Mais c'est surtout la Commende qui détériore la vie communautaire. Il s'agissait d'un accord entre le pape et le roi de France (1516) prévoyant notamment que les abbés ne seraient plus élus par les communautés mais directement nommés par le roi. Ces "abbés commendataires" seraient généralement des protégés du roi n'ayant rien à voir avec la vie monastique, et ils seraient autorisés à s'arroger une partie importante du revenu des abbayes... et à limiter le nombre de novices. A part une brève période de retour à la normale au XVIIe siècle, qui permet au recrutement et à la vie monastique de reprendre de la vigueur, l'abbaye sera "sous commende" jusqu'à la Révolution. Bonneval sera noviciat régional de l'Ordre de 1627 à la Révolution (dans un premier temps avec l'abbaye de Grandselve), ce qui témoigne malgré tout de son rayonnement.


La tour de Masse
La tour de Masse, autre grange de l'abbaye

La Révolution

Pendant la Grande Peur de 1789, le prieur et une cinquantaine de paysans se réfugient au donjon de Masse. Les moines cessent de percevoir dîmes et rentes, ce qui tarit leurs revenus; et ils cessent leurs aumônes, notamment la distribution quotidienne de pain à la porte du monastère, ce qui provoque des émeutes: le Jeudi Saint 1791, il faut envoyer un détachement de la garde nationale pour calmer "une foule de mendiants" (selon les archives municipales d'Espalion). Puis les 13 moines restants sont priés de quitter l'abbaye (1791). Ceux qui accepteront de signer la Constitution civile du Clergé ne seront pas inquiétés. Il semble qu'un seul d'entre eux, fr. Jean-Jacques Seconds, ait refusé et ait été déporté.
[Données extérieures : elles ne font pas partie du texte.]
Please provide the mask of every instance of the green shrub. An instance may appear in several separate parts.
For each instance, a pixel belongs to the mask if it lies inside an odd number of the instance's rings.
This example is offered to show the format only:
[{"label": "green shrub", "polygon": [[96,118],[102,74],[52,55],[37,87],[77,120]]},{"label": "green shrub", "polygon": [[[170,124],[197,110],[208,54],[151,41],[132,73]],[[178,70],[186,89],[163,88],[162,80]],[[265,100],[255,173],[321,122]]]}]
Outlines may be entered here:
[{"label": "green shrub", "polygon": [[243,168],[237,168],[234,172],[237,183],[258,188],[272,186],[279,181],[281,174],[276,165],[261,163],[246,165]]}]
L'abbaye est découpée en lots et vendue. Elle servira de carrière de pierres, comme beaucoup d'édifices religieux pendant et après la Révolution.

La renaissance de l'abbaye

Ce n'est qu'après un long temps de silence, qu'au milieu du XIXe siècle, une campagne menée par l'abbé Bousquet, curé de Buzeins et premier historien de Bonneval, essaya de relever les ruines en les proposant à des communautés masculines qui n'acceptèrent pas ce site sauvage et impropre à l'agriculture. Il fut repris, vingt ans plus tard en 1875, par l'évêque de Rodez, Mgr Bourret, en lien avec le Père Abbé d'Aiguebelle. Les moniales cisterciennes de Maubec, dans la Drôme, cherchant un lieu de fondation, envoyèrent une petite colonie de soeurs, qui au prix de gros efforts, allait faire revivre Bonneval dès le mois de septembre 1875.